Really, I think we’re just one step closer to Hooloovoo, a hyper-intelligent shade of the color blue.
2. My buddy Zach and I (a part of The Local Historians) played a really neat open mic night at this place called The Uncommon Ground tonight. I thought we played pretty well, and got some great feedback.
I think it’s going to be fun to continue to go to those in the future.
3. There don’t seem to be enough hours in the day! I need more time.
4. I’m trying really hard to be motivated about writing here, but I’ve just got so many exciting things going on in other parts of my life that they’re all I can think about!
1. 11 miles today.
And it was relatively easy. In fact, even the last mile felt great. I think I’m on the fast track to success. Especially considering I ran 11 miles this week faster than I ran 10 miles last week. That was pretty cool. I never expect myself to do better than 10:00 miles as a rule, but most of the time, that happens anyway.

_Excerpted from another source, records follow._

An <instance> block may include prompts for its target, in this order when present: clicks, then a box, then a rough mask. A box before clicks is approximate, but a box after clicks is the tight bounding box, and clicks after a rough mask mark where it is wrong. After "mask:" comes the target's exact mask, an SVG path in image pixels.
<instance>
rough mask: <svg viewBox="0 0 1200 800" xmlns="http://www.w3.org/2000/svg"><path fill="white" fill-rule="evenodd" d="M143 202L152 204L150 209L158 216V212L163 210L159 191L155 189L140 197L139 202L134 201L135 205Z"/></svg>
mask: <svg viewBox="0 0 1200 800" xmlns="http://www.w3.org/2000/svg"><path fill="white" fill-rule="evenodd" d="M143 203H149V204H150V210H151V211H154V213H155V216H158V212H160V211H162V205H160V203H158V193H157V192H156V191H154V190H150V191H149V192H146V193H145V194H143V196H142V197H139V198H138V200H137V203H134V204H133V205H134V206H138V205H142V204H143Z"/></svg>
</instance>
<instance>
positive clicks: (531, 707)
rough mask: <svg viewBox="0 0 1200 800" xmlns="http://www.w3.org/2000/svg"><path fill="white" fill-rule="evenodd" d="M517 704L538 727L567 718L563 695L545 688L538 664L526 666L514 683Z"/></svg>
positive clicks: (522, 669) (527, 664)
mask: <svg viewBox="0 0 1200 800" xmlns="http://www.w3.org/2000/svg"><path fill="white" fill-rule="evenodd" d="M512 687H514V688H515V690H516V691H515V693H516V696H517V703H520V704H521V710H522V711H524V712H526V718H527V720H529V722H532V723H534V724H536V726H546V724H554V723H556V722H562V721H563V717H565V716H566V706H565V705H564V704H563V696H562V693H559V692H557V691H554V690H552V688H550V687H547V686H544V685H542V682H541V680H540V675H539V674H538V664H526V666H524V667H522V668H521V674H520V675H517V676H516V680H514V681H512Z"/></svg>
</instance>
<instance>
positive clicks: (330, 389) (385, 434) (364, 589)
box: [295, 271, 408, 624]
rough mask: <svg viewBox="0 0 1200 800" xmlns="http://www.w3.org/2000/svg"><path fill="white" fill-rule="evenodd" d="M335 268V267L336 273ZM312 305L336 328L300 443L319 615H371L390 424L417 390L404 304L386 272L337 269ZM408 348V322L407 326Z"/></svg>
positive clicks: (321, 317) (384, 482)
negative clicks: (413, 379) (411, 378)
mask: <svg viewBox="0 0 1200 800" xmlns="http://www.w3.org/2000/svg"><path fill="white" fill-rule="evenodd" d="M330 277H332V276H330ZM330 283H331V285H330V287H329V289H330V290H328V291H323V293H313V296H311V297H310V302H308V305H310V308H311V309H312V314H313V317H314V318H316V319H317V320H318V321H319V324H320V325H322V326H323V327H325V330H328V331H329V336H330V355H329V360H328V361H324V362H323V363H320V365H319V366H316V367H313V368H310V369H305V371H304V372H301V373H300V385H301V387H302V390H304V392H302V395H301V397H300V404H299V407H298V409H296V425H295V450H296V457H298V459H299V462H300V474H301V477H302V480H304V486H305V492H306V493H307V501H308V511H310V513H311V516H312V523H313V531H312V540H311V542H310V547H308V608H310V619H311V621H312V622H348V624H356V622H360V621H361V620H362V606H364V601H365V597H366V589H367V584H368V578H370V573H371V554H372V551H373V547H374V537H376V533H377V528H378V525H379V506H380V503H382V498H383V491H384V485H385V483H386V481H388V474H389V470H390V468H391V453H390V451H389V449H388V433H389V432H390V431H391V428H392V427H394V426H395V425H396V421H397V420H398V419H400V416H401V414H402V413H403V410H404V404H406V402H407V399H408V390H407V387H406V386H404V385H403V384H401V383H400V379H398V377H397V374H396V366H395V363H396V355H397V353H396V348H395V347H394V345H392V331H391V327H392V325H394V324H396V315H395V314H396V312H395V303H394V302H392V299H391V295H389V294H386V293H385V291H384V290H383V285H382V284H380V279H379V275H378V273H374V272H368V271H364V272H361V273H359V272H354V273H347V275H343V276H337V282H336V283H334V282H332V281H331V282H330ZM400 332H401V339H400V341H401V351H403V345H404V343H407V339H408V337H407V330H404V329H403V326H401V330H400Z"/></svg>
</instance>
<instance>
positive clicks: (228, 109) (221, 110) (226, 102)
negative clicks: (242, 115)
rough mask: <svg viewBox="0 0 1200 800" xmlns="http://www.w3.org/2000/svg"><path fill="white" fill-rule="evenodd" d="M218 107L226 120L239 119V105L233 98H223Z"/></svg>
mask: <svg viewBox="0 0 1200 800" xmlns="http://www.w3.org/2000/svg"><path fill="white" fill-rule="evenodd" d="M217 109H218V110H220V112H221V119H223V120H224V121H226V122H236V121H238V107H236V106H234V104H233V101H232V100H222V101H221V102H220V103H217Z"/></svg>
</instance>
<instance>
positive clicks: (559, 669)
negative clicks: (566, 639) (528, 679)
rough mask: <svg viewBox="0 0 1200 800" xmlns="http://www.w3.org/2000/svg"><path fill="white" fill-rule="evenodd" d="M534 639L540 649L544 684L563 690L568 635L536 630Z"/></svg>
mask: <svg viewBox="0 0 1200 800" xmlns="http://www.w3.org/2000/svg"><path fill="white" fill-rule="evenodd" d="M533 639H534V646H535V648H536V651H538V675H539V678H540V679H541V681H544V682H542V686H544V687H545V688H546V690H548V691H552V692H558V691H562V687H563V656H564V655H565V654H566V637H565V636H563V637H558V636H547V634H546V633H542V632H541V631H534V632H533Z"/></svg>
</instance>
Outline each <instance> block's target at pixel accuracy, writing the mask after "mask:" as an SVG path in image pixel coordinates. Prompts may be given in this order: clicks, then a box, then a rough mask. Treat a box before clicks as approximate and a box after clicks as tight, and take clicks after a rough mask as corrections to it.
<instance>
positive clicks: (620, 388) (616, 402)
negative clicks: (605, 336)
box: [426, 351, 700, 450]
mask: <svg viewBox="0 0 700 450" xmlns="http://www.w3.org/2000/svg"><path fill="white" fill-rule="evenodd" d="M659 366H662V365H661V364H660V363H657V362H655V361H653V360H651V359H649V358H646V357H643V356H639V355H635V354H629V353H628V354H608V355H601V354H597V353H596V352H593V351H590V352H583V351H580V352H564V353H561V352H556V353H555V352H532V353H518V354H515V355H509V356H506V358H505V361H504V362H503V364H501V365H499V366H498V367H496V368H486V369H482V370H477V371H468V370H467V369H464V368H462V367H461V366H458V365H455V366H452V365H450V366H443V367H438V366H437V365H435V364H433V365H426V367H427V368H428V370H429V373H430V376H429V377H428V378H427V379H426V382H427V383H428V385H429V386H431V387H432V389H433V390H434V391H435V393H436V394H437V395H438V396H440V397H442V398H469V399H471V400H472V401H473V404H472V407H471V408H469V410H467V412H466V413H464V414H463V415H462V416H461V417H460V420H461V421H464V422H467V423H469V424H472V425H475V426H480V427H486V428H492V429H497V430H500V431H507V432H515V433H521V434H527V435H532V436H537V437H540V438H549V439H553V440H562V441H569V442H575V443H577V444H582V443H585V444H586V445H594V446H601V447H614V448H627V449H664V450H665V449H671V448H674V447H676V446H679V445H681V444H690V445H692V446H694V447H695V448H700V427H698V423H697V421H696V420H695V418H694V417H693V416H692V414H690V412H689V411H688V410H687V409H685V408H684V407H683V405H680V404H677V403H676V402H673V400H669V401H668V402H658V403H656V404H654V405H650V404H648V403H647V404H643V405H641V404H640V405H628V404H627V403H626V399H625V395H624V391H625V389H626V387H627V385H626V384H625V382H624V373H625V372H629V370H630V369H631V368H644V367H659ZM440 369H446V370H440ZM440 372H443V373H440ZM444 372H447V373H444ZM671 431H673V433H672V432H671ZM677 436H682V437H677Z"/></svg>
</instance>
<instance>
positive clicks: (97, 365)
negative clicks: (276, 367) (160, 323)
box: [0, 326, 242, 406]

It’s strange to think that 6 months ago it was a real struggle to run for 20 minutes in one stretch, but now I can pretty well run for 2 hours and not be any worse for the wear.
It did start pouring rain when I was 9 miles in. That was less than pleasant. But I think it actually might have kicked me into overdrive and helped me run better for the last 2 miles.
Again, I could have gone farther today, but I didn’t. Self control.
2. I don’t know why, but it’s always really awkward to run into people I know in out-of-context places. I never feel quite right saying hi, no matter how much I feel I’d like to.
3. I need to figure out a way to spend less money. My budgeting skills are doing fine; I’m staying well within my means, but I feel like I could be doing things a little bit better.